I have issues with some of the advanced teaching strategies as I see them implemented in my department. (Flipped classroom, I am looking at you, and all other eggcellent paradigms.)
My main complaint is that the responsibility to sit down and understand the material and work until proficiency is achieved is being taken away from students and moved entirely to instructors. Instead of the students taking ownership for their own learning, we the instructors are supposed to devise lectures to be tutoring sessions (the flipped classroom model), so the students don’t have to think about the material alone at home… But working alone is the only way you really learn! Instead, we hold their hands while they work through problem sets, smoothing out the kinks as they go along, misleading the students into believing that the road to problem solving is easier than it really is. I have seen some pathetic products of flipped classroom instruction, as the students come to my class with an A in a prerequisite that was taught in a flipped format, and they can’t tell their a$$ from their face (because the class is all about a$$ vs face recognition, of course); they don’t understand anything, and they certainly can’t do any relevant problems that they hadn’t specifically seen before. We try to remove the natural and necessary discomfort that comes from learning, being challenged, being required to stretch beyond where we are. And this incessant insistence on everything being with other people, like flipped classrooms and group projects, is an introvert’s nightmare. Can’t we let people think in peace?

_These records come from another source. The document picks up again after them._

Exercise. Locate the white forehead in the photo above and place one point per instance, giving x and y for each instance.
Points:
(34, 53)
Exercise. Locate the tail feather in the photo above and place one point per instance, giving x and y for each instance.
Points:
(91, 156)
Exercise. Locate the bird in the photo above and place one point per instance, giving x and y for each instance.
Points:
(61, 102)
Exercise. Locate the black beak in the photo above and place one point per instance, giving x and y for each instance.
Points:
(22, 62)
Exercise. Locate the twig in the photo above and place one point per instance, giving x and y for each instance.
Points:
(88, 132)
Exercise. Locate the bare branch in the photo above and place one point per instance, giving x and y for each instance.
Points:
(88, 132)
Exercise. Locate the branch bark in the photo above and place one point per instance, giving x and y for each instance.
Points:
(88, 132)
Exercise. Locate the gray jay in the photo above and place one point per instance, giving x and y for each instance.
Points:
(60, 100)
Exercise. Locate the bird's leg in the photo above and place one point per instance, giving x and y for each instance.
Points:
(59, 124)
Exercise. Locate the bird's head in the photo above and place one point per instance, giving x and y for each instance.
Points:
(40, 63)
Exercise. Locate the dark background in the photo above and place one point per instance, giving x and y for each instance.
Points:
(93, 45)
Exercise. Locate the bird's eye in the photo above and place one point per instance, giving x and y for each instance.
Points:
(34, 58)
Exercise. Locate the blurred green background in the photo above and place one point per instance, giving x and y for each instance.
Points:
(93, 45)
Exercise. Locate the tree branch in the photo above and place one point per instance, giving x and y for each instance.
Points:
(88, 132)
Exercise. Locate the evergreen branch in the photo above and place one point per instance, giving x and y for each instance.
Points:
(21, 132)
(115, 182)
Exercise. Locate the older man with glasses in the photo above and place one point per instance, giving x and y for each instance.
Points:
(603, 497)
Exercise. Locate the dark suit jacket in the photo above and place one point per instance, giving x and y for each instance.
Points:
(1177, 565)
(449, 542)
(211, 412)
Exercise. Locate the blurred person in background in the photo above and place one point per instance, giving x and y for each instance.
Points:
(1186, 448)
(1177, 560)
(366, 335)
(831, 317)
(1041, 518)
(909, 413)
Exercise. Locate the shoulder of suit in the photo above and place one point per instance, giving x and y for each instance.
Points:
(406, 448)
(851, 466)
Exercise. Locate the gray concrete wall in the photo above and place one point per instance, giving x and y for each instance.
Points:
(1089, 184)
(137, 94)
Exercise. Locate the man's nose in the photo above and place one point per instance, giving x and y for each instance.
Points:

This is completely opposite to my own teaching philosophy. I, as the instructor, need to be there to help when help is needed, but the student has to think and grapple with the material alone FIRST; this is absolutely key. Ideally, this is the sequence: come to class, read the book (or the other way around); start on the homework early and on your own, do as much as you can on your own; then ask friend/come to discussion/come to office hours AFTER you have thought about the problems on your own really hard, because by then you will be sensitized to what you are missing and what you don’t know, and therefore much better at remembering explanations and clarifications. Instead, I see many students work in packs, with a pack leader who’s a strong student and the rest contributing little, but still feeling very good about their command of the material; studying in packs works well for their grades, as long as homework and projects carry a lot of weight. But in the setting such as the one I have for a core undergraduate course, it is all exam heavy and it shows how much each individual student knows, and the students can get surprised by how little that is. Yet, this class is important and I need them ALL to not only sort-of understand the material, but to actually know the material really well and to be able to calculate things.
{A related aspect that peeves me is students complaining that we somehow need to test their understanding only. I say that we test both understanding and proficiency. No, you don’t get to be just a concept thinker until you have demonstrated that you can actually do some basic problems, start to finish. [You should see the grumbling because I expect everyone to be able to, at all times, calculate the horribly complicated integrals of x^a (a\neq -1), sin x, cos x, 1/x, exp(a*x)].}
Another aspect that I am very tired of is students constantly asking that we only teach them the practical stuff that will get them a job and none of the useless abstract crap, presumably because at the tender age of 19 or 20 they know exactly what it is that they will or won’t ever use. Employers want what they want, and most don’t want to pay for it; they want a new graduate to come trained in all the minutiae that the employer (any employer!) could possibly want. The employers have no qualms about wanting the universities to act as trade schools, but they are not and they shouldn’t be.
Sure, we should provide training in the latest and greatest tools and techniques, because I agree that our students should be employable upon graduation. However, what peeves me is how joyously these kids rush towards becoming corporate cogs today, without stopping to think what will keep them employed 20-30 years from now. Why? Because the jobs that exist today didn’t exist 30 years ago. The only way you remain competitive for jobs over the long term is if you have a good, solid base in many basic sciences (for the physical sciences, that’s first and foremost math, then physics, chemistry, computer science, statistics…) as well as in writing and speaking. The stronger and wider your base, the better able you will be to change careers if needed.
I do my part, but I wish we collectively a did better job of communicating to our students that our job as educators is not to just ensure they get their first job out of college, but to give them the knowledge base and the self-study skills that will keep them nimble, growing, learning, and ultimately employable throughout their lives.